Of those 21 states, three said every essay is also graded by a human. But in the remaining 18 states, only a small percentage of students' essays -- it varies between 5 to 20 percent -- will be randomly selected for a human grader to double check the machine's work. But research from psychometricians -- professionals who study testing -- and AI experts, as well as documents obtained by Motherboard, show that these tools are susceptible to a flaw that has repeatedly sprung up in the AI world: bias against certain demographic groups. And as a Motherboard experiment demonstrated, some of the systems can be fooled by nonsense essays with sophisticated vocabulary. Essay-scoring engines don't actually analyze the quality of writing. They're trained on sets of hundreds of example essays to recognize patterns that correlate with higher or lower human-assigned grades. They then predict what score a human would assign an essay, based on those patterns.
Re: (Score:1)
Searching database* for observed correlations with "First Post"...

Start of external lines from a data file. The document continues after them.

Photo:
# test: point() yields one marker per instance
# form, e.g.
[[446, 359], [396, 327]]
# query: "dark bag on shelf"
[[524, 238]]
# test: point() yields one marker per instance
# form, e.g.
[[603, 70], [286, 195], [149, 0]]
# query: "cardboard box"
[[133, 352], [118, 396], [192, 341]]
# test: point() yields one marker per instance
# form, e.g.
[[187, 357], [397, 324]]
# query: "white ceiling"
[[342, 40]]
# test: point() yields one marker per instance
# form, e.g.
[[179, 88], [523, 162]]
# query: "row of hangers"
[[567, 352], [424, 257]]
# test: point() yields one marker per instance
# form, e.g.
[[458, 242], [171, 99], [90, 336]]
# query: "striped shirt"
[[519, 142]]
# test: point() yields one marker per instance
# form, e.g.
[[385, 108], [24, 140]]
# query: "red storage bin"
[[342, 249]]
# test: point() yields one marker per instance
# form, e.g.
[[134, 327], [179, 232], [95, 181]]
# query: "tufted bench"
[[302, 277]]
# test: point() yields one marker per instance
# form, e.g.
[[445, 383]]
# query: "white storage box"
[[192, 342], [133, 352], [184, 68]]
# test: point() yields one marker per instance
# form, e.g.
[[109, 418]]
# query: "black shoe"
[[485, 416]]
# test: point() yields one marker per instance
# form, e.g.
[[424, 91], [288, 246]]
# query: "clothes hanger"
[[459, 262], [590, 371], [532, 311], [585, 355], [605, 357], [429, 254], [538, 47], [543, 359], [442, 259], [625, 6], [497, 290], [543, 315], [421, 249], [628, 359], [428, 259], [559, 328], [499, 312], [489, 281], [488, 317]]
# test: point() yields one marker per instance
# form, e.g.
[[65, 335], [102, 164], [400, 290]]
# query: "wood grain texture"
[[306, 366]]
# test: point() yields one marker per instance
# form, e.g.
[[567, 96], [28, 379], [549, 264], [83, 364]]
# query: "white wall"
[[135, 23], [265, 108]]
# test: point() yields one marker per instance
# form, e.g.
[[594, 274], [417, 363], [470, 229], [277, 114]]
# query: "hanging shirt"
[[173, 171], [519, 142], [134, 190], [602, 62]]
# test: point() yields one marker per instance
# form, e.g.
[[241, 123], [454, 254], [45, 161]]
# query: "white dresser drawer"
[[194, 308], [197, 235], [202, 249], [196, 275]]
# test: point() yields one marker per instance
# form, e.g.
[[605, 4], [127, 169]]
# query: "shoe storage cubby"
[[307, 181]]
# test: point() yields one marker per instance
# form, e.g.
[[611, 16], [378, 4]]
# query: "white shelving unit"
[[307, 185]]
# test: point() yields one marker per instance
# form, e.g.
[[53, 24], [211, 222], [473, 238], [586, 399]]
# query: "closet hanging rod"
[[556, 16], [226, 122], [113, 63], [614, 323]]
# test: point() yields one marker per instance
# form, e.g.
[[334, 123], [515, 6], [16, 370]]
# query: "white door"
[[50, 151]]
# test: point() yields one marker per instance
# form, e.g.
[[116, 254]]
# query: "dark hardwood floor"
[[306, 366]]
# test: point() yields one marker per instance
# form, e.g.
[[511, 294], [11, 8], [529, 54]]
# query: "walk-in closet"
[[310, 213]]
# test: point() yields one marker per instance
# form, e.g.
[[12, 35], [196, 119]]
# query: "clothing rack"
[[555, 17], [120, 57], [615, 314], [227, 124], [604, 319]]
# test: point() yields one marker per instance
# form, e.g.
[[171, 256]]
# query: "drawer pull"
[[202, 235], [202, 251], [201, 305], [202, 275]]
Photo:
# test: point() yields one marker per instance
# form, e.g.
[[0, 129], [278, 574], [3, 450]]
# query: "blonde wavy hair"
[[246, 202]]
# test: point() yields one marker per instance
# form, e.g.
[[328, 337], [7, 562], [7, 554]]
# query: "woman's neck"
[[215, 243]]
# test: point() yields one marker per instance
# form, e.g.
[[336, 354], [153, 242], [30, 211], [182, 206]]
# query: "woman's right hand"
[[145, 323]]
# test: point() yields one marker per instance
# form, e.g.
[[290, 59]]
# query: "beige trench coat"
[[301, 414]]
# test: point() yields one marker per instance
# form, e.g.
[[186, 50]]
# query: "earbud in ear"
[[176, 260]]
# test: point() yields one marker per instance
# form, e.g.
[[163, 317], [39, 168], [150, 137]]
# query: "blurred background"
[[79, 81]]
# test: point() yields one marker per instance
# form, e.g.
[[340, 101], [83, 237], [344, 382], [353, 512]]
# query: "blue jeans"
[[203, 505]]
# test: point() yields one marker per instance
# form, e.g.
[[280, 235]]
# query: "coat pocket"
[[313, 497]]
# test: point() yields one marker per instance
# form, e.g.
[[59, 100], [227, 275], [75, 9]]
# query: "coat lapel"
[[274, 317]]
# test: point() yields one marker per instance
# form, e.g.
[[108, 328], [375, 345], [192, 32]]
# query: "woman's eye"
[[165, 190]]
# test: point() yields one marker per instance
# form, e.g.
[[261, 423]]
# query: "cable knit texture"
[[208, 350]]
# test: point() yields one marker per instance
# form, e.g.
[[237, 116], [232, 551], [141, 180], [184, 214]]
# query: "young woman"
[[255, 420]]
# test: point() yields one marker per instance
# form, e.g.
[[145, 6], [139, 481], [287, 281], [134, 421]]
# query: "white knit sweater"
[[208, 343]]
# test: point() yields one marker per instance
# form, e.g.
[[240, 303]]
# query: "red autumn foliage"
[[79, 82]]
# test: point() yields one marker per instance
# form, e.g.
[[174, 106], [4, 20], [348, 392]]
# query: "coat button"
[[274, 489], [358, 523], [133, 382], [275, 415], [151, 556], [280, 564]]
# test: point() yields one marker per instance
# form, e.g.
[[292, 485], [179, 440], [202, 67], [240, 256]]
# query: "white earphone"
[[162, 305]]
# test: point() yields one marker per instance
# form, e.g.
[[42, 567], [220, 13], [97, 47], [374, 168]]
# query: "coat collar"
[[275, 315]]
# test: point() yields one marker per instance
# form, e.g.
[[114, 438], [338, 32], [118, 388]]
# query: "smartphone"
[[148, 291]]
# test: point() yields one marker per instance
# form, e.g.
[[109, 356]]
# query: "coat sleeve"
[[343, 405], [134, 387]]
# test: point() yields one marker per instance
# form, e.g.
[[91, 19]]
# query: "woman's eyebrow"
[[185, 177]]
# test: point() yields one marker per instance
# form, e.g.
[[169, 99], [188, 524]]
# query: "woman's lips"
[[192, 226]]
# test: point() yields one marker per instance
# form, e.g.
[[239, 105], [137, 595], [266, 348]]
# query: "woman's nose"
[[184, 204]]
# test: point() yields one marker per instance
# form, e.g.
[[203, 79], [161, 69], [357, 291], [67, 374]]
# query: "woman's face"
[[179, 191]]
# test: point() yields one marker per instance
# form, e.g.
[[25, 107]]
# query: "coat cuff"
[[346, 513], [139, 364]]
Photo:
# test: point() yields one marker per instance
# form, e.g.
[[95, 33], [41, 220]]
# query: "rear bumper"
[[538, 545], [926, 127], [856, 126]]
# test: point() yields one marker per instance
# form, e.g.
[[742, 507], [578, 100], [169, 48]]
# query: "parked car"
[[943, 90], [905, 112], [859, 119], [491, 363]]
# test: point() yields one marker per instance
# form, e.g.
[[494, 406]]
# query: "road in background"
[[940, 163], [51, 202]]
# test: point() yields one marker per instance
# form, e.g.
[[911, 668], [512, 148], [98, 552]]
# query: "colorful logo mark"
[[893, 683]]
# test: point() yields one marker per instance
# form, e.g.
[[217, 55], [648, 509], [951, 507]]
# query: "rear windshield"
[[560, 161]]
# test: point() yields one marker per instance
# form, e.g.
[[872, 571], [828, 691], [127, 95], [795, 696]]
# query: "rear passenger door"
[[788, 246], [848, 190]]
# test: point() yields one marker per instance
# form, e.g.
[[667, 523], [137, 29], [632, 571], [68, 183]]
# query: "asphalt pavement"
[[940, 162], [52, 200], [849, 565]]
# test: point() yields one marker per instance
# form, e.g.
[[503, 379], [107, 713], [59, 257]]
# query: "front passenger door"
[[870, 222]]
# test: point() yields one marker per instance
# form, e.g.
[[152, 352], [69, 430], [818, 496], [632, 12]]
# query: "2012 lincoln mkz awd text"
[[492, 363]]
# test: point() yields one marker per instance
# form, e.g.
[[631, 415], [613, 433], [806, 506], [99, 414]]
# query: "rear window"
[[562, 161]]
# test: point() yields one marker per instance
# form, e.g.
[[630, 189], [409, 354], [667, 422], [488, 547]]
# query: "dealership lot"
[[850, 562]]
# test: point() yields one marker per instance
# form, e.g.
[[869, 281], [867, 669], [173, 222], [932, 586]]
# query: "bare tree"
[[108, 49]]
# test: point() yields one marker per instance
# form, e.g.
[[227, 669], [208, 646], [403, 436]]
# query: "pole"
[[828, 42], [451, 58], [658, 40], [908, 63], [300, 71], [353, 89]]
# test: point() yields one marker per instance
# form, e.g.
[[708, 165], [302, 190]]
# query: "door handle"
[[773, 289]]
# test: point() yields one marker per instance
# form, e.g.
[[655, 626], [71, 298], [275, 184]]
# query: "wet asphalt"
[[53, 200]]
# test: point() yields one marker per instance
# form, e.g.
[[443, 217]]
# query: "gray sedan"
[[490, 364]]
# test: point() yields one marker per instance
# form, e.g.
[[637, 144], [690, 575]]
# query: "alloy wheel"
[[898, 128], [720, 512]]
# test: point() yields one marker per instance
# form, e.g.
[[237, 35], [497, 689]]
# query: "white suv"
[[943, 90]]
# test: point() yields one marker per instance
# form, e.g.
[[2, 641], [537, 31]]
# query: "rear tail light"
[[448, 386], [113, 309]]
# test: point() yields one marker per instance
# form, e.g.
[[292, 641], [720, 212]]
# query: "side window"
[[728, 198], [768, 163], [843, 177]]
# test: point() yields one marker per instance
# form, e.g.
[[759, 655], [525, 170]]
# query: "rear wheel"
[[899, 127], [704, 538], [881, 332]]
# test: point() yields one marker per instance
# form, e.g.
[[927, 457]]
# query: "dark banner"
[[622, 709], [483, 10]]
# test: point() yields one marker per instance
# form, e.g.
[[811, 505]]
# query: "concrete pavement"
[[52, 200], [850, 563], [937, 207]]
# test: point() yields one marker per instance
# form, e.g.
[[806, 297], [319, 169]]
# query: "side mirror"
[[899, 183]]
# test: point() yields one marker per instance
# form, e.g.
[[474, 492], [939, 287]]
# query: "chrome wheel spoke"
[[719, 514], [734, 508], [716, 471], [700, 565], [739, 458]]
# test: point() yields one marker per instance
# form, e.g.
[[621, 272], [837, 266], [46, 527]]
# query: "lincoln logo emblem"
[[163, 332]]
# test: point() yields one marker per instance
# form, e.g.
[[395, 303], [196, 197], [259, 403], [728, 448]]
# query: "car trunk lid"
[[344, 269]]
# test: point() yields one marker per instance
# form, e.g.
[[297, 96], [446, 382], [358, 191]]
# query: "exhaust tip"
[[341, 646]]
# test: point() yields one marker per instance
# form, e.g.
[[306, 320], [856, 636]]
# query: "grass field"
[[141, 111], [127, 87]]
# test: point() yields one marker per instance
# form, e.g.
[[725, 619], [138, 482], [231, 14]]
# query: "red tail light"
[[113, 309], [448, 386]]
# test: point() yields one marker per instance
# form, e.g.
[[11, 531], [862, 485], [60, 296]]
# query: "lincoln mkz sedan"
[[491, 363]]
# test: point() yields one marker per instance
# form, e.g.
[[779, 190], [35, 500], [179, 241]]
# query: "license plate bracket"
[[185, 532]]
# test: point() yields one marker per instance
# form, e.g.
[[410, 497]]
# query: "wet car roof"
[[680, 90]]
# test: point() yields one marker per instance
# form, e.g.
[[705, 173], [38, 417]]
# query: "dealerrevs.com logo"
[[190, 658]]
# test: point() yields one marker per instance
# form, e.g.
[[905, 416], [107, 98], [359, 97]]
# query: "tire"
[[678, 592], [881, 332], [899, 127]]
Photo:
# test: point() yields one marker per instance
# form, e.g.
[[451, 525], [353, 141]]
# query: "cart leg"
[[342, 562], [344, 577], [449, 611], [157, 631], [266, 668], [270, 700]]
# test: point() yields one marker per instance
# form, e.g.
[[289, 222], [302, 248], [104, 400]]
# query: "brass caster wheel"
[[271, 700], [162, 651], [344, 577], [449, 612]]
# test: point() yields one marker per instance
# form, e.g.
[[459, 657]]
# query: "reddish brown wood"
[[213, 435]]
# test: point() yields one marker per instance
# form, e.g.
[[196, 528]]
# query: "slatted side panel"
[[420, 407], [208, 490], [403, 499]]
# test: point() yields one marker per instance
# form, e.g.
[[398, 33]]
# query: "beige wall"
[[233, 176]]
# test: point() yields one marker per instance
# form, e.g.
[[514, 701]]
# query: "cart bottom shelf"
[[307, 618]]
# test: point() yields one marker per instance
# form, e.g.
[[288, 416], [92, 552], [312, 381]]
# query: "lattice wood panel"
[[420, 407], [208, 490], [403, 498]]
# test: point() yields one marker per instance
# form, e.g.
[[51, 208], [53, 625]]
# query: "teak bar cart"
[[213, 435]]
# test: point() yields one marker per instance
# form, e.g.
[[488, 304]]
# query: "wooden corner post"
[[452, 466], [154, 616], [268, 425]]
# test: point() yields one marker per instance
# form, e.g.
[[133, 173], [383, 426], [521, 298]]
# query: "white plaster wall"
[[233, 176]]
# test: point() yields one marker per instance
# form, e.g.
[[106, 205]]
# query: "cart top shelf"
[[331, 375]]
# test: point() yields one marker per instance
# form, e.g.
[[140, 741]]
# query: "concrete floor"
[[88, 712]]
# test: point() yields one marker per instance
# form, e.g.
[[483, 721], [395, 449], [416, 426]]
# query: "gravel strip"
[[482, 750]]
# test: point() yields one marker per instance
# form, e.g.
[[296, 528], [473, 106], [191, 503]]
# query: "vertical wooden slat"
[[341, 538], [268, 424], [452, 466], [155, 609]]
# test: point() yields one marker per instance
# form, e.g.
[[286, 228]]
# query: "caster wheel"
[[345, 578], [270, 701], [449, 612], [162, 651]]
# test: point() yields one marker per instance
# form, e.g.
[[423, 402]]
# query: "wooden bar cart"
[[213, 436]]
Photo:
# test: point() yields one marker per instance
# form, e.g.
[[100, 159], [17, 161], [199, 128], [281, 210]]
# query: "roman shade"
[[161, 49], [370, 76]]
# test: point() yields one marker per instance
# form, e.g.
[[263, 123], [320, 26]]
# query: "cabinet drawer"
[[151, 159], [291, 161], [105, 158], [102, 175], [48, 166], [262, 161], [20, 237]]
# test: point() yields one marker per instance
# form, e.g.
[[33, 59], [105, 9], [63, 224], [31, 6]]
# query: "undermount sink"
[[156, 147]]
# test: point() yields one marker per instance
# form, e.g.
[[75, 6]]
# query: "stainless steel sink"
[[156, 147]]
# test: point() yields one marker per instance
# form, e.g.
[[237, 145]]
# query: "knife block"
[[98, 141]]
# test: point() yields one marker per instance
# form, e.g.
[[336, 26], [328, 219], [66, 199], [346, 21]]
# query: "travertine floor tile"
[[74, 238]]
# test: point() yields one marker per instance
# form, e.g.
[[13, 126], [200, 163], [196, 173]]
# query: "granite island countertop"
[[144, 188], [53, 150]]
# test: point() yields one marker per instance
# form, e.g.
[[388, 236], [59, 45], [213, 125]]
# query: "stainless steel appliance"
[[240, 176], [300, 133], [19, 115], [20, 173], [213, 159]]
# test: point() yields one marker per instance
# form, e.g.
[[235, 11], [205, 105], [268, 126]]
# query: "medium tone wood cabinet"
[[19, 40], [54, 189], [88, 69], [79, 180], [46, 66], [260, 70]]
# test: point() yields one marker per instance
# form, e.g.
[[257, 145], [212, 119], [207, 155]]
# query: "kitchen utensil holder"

Most common match: Frost Pis (Score: -1)
*because of course they have a big log of people's writing
Re: (Score:1)
Or maybe (Score:4, Funny)
The algos are correctly grading by an established criteria. It doesn't know or care what demographic a writer is from. It's just judging the writing. Now being able to trick it with sophisticated nonsense should be a tipoff that it doesn't actually do it's job well, but that's separate different from the main point.
Re: (Score:2)
*but that's separate from the main point.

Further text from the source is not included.